公開日時: 2022年4月27日(水) 20:52
文字数:1,659

 翌日。

 今日は、雨が降っているので憂鬱だ。


 登校をすると、いつものようにげた箱付近で毛利さんと出会い、連れ立って教室へ向かう。

 悠斗が松葉杖をついて、登校してきた。今日も数名の女子の取り巻きを引き連れている。雨の日の松葉杖は傘もあって大変そうだな。いや、女子たちがいるから大丈夫か。


 さて、先日、上杉先輩に悠斗を紹介してくれとお願いされたのだが、このところ女子の取り巻きが常に張り付いているので、その話をするタイミングが無い。

 仕方ないので、LINEで聞いてみることにする。昼休みにメッセージを送った。


『歴史研の上杉先輩が、悠斗を紹介してくれと言っているが、どうだろう?』


 しばらくして返事が来た。


『上杉先輩って、あの小柄なギャルの人だよね?』


『そうそう。知ってるんだ?』


『見かけたことがあるよ。うちの学校でギャルは少ないから目立つし』


『で、どう?』


 しばらく経って返事が。


『悪いけど、年上には興味ないな。ちょっと苦手で』


『そうか、わかった』


 そうか、悠斗は年上には興味ないか。

 悠斗はイケメンだから、その気になれば女子は選びたい放題だろう。だから、あえて好みでない女子と知り合うことをしなくてもいいのだ。

 羨ましい。


 ちょっと嫌味を送ってやろう。


『イケメンは女子が選り取り見取りで良いよなー。うらやましい』


『別に良くないし、うらやむこともないだろう? それに、純也は毛利さんがいるじゃん』


『毛利さんとはそう言う関係じゃないよ (;・∀・)』


『そうかい? まあ、時間の問題だね ( ̄ー ̄)ニヤリ』


 というわけで、上杉先輩に悠斗が“年上には興味ない”ことを伝えなくてはならなくなった。

 彼女は、どういう反応をするかな?


 放課後。

 僕と毛利さんは一緒に歴史研の部室である校舎の4階、端の端、理科準備室に向かう。

 扉を開けるも部室には、誰もいない。


 僕と毛利さんは、学園祭の展示を作る作業に取り掛かる。

 しばらくすると上杉先輩がやって来た。そして彼女も展示作りに取り掛かった。


 悠斗の件は、毛利さんが居るので遠慮して話題にしなかったが、毛利さんがお手洗いに立ったので、今がチャンス。


「足利悠斗を紹介する件ですが…」


「おお! どうだった?!」

 上杉先輩は嬉しそうに顔を上げた。


「本人曰く、“年上には興味ない”そうです」


「なんだー。残念」

 上杉先輩は落胆して肩を落とした。


「先輩だったら、他のイケメンがすぐ見つかりますよ」

 と、心にもない慰めの言葉を口にした。


 などと、やり取りをしていると毛利さんがお手洗いから戻り、続いて伊達先輩が部室にやって来た。
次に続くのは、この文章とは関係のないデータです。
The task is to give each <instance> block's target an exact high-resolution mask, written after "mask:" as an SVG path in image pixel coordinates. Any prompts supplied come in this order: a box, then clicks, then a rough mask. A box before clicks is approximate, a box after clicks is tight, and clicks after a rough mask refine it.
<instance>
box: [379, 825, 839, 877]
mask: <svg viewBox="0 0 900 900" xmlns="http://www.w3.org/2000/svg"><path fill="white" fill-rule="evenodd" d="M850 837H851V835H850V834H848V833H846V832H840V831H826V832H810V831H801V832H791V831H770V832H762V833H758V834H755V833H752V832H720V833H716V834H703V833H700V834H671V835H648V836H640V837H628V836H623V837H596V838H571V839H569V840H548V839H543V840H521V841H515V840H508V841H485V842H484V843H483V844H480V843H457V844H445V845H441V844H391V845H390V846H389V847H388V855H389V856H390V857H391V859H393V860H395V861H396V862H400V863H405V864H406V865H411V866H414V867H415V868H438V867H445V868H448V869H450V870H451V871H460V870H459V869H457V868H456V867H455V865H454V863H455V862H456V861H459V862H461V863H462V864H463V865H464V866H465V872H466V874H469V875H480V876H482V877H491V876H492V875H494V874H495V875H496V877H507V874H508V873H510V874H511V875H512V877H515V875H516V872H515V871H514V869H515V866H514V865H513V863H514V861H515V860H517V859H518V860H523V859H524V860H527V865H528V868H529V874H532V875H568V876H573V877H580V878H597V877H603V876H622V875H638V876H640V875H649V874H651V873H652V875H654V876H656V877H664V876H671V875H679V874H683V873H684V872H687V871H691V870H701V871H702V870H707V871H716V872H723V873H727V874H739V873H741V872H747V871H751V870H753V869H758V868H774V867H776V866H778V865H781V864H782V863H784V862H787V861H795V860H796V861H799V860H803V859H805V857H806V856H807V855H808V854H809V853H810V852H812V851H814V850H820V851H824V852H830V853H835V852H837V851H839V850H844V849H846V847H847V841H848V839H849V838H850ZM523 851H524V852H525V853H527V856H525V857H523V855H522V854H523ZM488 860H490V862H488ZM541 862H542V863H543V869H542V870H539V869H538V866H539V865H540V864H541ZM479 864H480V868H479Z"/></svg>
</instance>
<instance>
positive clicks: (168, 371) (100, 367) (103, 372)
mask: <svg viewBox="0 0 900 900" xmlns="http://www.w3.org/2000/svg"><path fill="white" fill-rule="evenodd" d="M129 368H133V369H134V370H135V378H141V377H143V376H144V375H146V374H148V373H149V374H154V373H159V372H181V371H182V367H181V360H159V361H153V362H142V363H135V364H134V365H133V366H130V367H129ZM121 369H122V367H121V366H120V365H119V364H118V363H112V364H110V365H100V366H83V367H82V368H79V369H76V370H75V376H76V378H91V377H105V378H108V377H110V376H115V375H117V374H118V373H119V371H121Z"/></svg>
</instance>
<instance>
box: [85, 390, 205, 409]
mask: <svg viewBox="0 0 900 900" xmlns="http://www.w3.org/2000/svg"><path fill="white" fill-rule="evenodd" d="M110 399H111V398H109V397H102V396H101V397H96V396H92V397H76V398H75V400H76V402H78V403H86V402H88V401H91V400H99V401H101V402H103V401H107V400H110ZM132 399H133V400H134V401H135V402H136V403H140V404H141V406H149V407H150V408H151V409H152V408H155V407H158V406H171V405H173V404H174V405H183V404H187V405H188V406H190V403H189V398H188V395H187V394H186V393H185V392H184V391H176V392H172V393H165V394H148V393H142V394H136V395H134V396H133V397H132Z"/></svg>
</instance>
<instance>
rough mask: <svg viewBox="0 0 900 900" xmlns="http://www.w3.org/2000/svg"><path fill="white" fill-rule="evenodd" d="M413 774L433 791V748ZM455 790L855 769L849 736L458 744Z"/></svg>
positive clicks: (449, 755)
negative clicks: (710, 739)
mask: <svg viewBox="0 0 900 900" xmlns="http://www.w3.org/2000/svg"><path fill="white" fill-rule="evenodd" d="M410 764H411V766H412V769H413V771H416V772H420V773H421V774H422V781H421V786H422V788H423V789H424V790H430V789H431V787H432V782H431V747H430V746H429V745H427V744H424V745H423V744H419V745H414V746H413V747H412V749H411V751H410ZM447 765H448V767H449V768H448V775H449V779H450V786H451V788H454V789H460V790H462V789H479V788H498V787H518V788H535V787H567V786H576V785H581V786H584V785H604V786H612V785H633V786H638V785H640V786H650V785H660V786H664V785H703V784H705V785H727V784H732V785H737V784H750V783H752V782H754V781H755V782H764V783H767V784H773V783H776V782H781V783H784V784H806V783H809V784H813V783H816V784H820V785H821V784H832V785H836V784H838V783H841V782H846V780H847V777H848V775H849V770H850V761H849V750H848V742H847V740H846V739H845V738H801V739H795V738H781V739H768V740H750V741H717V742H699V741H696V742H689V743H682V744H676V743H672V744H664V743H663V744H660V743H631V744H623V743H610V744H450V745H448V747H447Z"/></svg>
 伊達先輩は、僕の作業している展示物を見ると感想を言う。

「私の分もやってくれて、ありがとう。良くできてるわ。さすがね」


 なんたって、一昨年の展示やネットで検索した内容をパクっ…、いやいや、インスパイヤされて作ったからね。


「ところで」

 伊達先輩が話題を変えた。

「図書委員の毛利さんは知っていると思うけど、来週の木曜日と金曜日の放課後に図書室で本の整理をするのよ。OBから大量に書籍の寄付が来る予定で、それの整理と、元々、図書室にあった人気の無い書籍を書庫に移したり、処分したりする作業もついでにやろうということになったの」


 よりによって学園祭直前にその作業か。OBの人も寄付のタイミングが悪かったな。そして、作業をやらされる生徒会も図書委員もご苦労なことだ。

 などと考えていると、伊達先輩が僕に近付いて言った。

「武田君も手伝ってくれないかしら?」


「え?」

 なぜ巻き込む?


「武田君には寄付された書籍のリスト化をお願いしたいのよ。タイトルと著者名をパソコンで入力してほしいの」


「なぜ僕が?」


「以前、“パソコンを使う作業があるときは、手伝ってくれる”という約束をしてくれたから」


 しまった。

 たしかに、夏休みに生徒会室で、そう言う約束をしたな。

 運の悪いことに、クラスの出し物の演劇のリハは水曜日なので、予定がかぶらない。


 仕方ないな。

「わかりました」

 僕は、しぶしぶ承諾した。


 それを聞くと伊達先輩は満足そうに微笑んだ。

 やれやれ、僕も年上女子が苦手になりそうだ。